According to some reports, based on the web shells found, some of the victims’ servers had as many as eight different backdoors created on their systems. Those victims have a lot more work ahead of them in defending their systems. This is because the patches for the zero-day vulnerabilities are only really effective for plugging the holes used for the breach itself. If the attackers have popped their web shells in the system already, then they are already in the second stage of the attack and additional measures are required to kick them out of the system. Reaching a safer state takes time and the tools to know what to look for. In that time, an attacker could already be moving laterally, wreaking all kinds of havoc.
We are already seeing the impact.
Reports have shown an exponential rise in attacks on Microsoft Exchange Servers by a combination of APTs and criminal groups using Hafnium’s web shells to gain access to victims. We are even seeing a rudimentary, yet effective, ransomware campaign make its way around the web. And it’s just the first of many, most likely.
Thankfully, the news is not all doom and gloom.
How to Respond to the Exchange Server Attack
Recent reports indicated that security teams have been exceedingly proactive in patching their Exchange Servers with the fixes provided by Microsoft. As of March 22, 92% of systems had already been patched or used other mitigation strategies to prevent exploitations.
Microsoft also has released a tool to help with these investigation efforts. The Biden Administration’s cybersecurity team, led by Deputy National Security Advisor for Cyber and Emerging Technology Anne Neuberger, has been aggressive in reaching out to the private sector to take action.
So what should organizations be doing to protect themselves from this attack and be better prepared for future intrusions?
The first thing to do, if you have not done so already, is patch your server. Go do that now. We’ll wait.
Next, perform an analysis of your server to look for signs that you might have been compromised. As noted above, the use of web shells is a complicating factor, because they are very persistent and may remain even if you have patched. Use Microsoft’s tool to run this automated investigation.
3. Mitigate and Detect
Make sure that you have behavior analytics and activity monitoring solutions in place to detect anomolous behavior that can signal intruders in your network. Breaches are a reality of the cybersecurity game, especially in the “perimeterless” state of affairs, so being able to catch malicious intruders posing as legitimate users is essential.
4. Consider Transitioning to the Cloud
Consider making the move to a Microsoft-hosted version of Exchange, for example. The cost calculation is different since you are basically renting the service instead of hosting it on your own server. The major upside, from a security standpoint, is that a lot, though not all, of the work required to keep your cloud-based Exchange secure falls on Microsoft.
Preparing for a Riskier Future
Given how bad this could have been, the general sense among many security professionals is that we got off easy, this time.
Microsoft seems to have gotten their act together quickly, with patches and the surrounding community and organizations patching in record time.

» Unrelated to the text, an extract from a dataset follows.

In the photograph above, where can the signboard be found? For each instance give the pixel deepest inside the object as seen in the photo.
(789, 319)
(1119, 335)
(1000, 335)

Kudos, all around.
But if we learned anything from SolarWinds and the Exchange Server incidents, it is that determined, well-resourced actors are willing to risk a lot, and ignore collateral damage in pursuit of their goals. If your organization happens to get caught in the blast radius, then so be it.
The best that we can do is to stay on top of our security updates when they come out, and continue to monitor for breaches — and hope that cooler heads will make better operational decisions in the future.